また、議事録には会議内容の要約や次回アクションも記録されるため、営業担当者は会議後の顧客に対するフォローアップや、会議に参加できなかった人に対する会議内容の共有をスムーズに行うことができます。
• 担当案件の確認と翌日の準備 最後に担当している案件を棚卸して、翌日以降に行うべきタスクと優先度を決定します。Copilot in Dynamics 365がCRMシステムから受注予定日が迫っている案件やフォローアップの連絡が取れていない案件などを抽出して表示します。営業担当者は表示された案件一覧をもとに明日以降に優先して対応するべき案件を素早く確認できます。
このように、Microsoft Copilotを活用することで日常業務を効率化し、生産性を向上させることができます。Microsoft Copilotはアプリケーションにバンドルする形で提供され、アプリケーション固有の機能に特化した能力を発揮するようチューニングされているため、様々なシーンで業務をサポートしてくれます。
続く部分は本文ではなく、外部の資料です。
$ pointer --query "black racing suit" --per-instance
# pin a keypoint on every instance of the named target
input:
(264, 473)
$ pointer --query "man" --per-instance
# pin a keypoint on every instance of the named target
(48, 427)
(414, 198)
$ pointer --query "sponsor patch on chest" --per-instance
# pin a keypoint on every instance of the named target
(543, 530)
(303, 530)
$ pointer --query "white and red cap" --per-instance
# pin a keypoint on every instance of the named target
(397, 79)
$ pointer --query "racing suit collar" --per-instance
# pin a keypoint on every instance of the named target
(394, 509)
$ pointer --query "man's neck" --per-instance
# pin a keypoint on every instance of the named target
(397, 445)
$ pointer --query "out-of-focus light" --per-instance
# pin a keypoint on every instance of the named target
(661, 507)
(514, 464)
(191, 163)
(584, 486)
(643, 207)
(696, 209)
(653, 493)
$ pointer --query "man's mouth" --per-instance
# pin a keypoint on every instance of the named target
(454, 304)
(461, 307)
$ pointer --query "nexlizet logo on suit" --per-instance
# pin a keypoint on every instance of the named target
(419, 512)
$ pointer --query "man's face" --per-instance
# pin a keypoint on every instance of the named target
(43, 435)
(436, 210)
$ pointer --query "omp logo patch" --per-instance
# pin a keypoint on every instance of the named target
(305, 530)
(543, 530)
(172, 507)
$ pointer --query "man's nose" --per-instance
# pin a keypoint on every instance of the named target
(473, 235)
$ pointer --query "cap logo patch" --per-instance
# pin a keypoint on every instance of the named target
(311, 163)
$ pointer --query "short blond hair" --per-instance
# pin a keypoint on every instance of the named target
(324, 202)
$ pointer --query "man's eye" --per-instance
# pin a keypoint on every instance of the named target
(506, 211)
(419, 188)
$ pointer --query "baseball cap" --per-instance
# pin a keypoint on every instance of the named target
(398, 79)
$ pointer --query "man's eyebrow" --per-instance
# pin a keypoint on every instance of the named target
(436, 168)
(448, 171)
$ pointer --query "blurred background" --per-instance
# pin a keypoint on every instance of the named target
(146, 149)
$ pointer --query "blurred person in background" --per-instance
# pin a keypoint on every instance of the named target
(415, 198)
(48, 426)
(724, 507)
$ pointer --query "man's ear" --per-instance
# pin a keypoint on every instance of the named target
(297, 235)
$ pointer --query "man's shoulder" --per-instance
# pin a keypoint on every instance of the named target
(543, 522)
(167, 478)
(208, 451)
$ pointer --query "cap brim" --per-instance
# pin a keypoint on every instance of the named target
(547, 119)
Microsoft Copilotは、さまざまな業務プロセスを支援するために設計された強力なAIアシスタントです。汎用的な生成AI基盤とは異なり、個別の業務シーンに特化したアプリケーションが多く用意されているため、より少ない準備期間で効率的に生産性を上げることができる反面、1つのアプリケーションに多くを求めてしまうと返って効率が落ちてしまいます。各アプリケーションの特徴をよく理解して、業務シーンごとに適切なアプリケーションを利用することで、大きな効果が期待できます。